A finales del siglo XIX llegan los primeros acordeones europeos, entran por el río Magdalena, y comienzan a difundirse en las zonas cercanas al caribe. Estos instrumentos musicales fueron acogidos fácilmente por músicos, poetas e intelectuales, que vieron en el artefacto una nueva manera “muy sonora” para difundir sus artes y poemas.

No tardaría mucho tiempo en que los cantores juglares de la región adoptaran el acordeón para ir de pueblo en pueblo llevando sus cantares, bailes e historias. Ya en la segunda década del siglo XX con la difusión en la radio, comenzó a conocerse en otras zonas este nuevo ritmo musical.

En 1968, un grupo de personas célebres del recién creado departamento del Cesar (1.967), vieron la importancia de salvaguardar la música vallenata como patrimonio y legado para la cultura popular, y con ello comenzaron las labores formales en la constitución de “un festival que conservara las tradiciones musicales del vallenato y sus hacedores”.

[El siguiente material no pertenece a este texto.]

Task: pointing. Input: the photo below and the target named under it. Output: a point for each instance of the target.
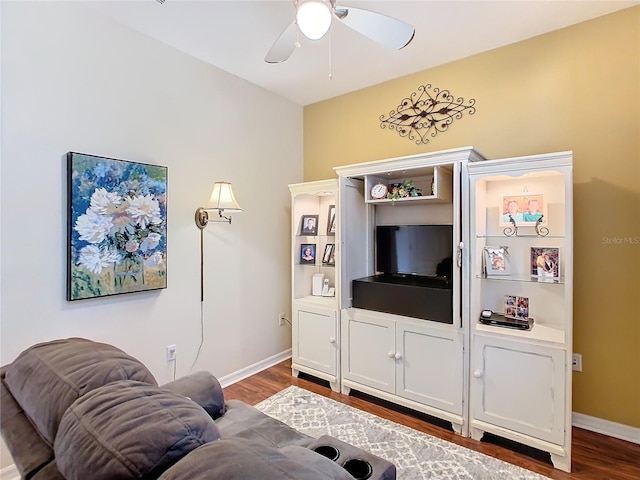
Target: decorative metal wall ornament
(426, 113)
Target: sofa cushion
(203, 388)
(127, 430)
(244, 421)
(243, 459)
(27, 448)
(66, 369)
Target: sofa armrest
(203, 388)
(28, 450)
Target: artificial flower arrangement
(403, 190)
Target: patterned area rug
(415, 454)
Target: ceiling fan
(314, 17)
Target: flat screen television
(424, 250)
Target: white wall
(74, 81)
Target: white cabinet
(481, 376)
(315, 254)
(315, 342)
(414, 363)
(517, 386)
(520, 387)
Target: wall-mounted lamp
(222, 200)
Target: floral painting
(117, 226)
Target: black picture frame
(116, 226)
(309, 225)
(307, 253)
(328, 253)
(331, 220)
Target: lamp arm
(202, 217)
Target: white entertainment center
(475, 373)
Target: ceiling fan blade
(385, 30)
(284, 46)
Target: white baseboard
(612, 429)
(253, 369)
(9, 473)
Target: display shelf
(532, 236)
(538, 332)
(523, 278)
(434, 184)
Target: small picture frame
(308, 253)
(545, 263)
(496, 261)
(524, 209)
(516, 307)
(328, 253)
(309, 225)
(331, 220)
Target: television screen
(425, 250)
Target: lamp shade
(222, 198)
(313, 18)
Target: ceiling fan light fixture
(313, 18)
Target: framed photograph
(308, 253)
(516, 307)
(332, 256)
(331, 221)
(525, 210)
(545, 263)
(496, 261)
(116, 226)
(328, 253)
(309, 225)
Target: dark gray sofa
(76, 409)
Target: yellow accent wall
(573, 89)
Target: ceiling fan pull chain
(330, 48)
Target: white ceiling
(235, 36)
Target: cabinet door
(315, 339)
(369, 355)
(429, 366)
(519, 387)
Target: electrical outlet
(171, 353)
(576, 362)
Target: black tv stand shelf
(427, 298)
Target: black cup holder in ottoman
(359, 469)
(332, 453)
(360, 464)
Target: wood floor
(595, 456)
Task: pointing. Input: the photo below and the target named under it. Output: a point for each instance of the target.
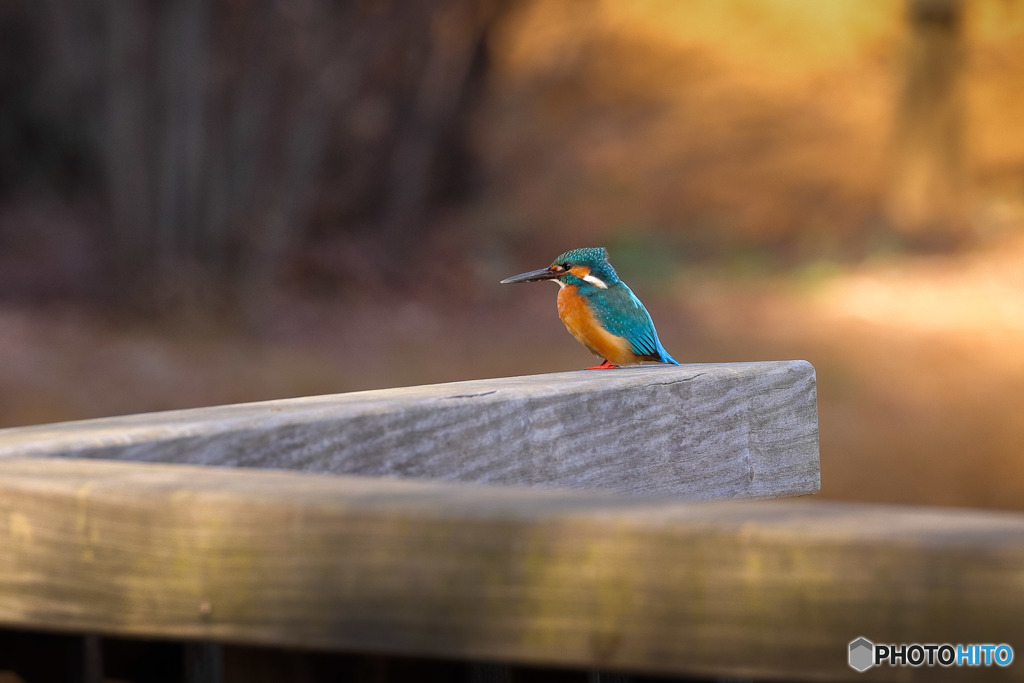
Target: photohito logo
(864, 654)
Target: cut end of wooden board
(695, 431)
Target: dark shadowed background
(205, 202)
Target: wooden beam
(704, 431)
(774, 589)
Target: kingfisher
(600, 310)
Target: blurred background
(207, 202)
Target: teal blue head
(586, 267)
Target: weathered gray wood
(772, 589)
(701, 431)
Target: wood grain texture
(700, 431)
(772, 589)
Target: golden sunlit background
(216, 202)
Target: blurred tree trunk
(926, 188)
(224, 132)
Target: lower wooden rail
(591, 580)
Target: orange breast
(580, 322)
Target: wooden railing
(632, 574)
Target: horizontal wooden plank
(700, 431)
(583, 579)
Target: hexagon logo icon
(861, 654)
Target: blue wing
(622, 313)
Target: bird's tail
(665, 355)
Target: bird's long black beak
(532, 275)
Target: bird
(599, 309)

Para concretar tal labor se requirió de la labor de gestora cultural Consuelo Araujo Noguera, la asesoría técnica del ya famoso Rafael Escalona, y de la financiación económica del nuevo gobernador del Cesar, el señor Alfonso Lopéz Michelsen.

Valledupar, sede del Festival de la Leyenda Vallenata. | Foto: El País

El primer Festival de la Leyenda Vallenata se realizó en 1968, dando como primer Rey Vallenato a un virtuoso cantautor llamado Gilberto Alejandro Durán Díaz (más conocido como Alejo Durán). Desde su fundación y hasta 1986, el festival fue organizado por la oficina de turismo del departamento del Cesar.

En 1987 se crea la Fundación Festival de la Leyenda Vallenata, y hasta el año 2003 se realizó el festival y sus etapas clasificatorias en la Tarima Francisco el Hombre, ubicada en la Plazoleta Alfonso López Michelsen en pleno centro de Valledupar.

A partir de 2004, el festival es trasladado al Parque de la Leyenda Vallenata, contiguo al río Guatapurí, sitio donde se han construido diversos monumentos a los célebres representantes, entre ellos Diomedes Díaz, Jorge Oñate, Carlos Vives, Martín Elías, entre otros.

Consuelo Araujo y el Compositor Gustavo Gutiérrez. Foto: Festival Vallenato. | Foto: El País

¿Qué novedades trae el Festival 2026?

Este año el Festival trae como novedad principal la instalación del monumento de Rafael Orozco e Israel Romero, que juntos conformaron la celebre agrupación El Binomio de Oro (hasta el asesinato de Orozco en 1992).

Igualmente, se llevarán a cabo el desfile de los carros Jeep Parranderos, el tradicional desfile de las Piloneras, el concierto de cierre con los músicos comerciales del momento, pero sobre todo. Las rondas clasificatorias y de premiación para elegir a los nuevos reyes vallenatos, estos serán elegidos en las categorías aficionados, juvenil, infantil, piqueria, canción inédita y profesional (siendo estas dos últimas las categorías más importantes).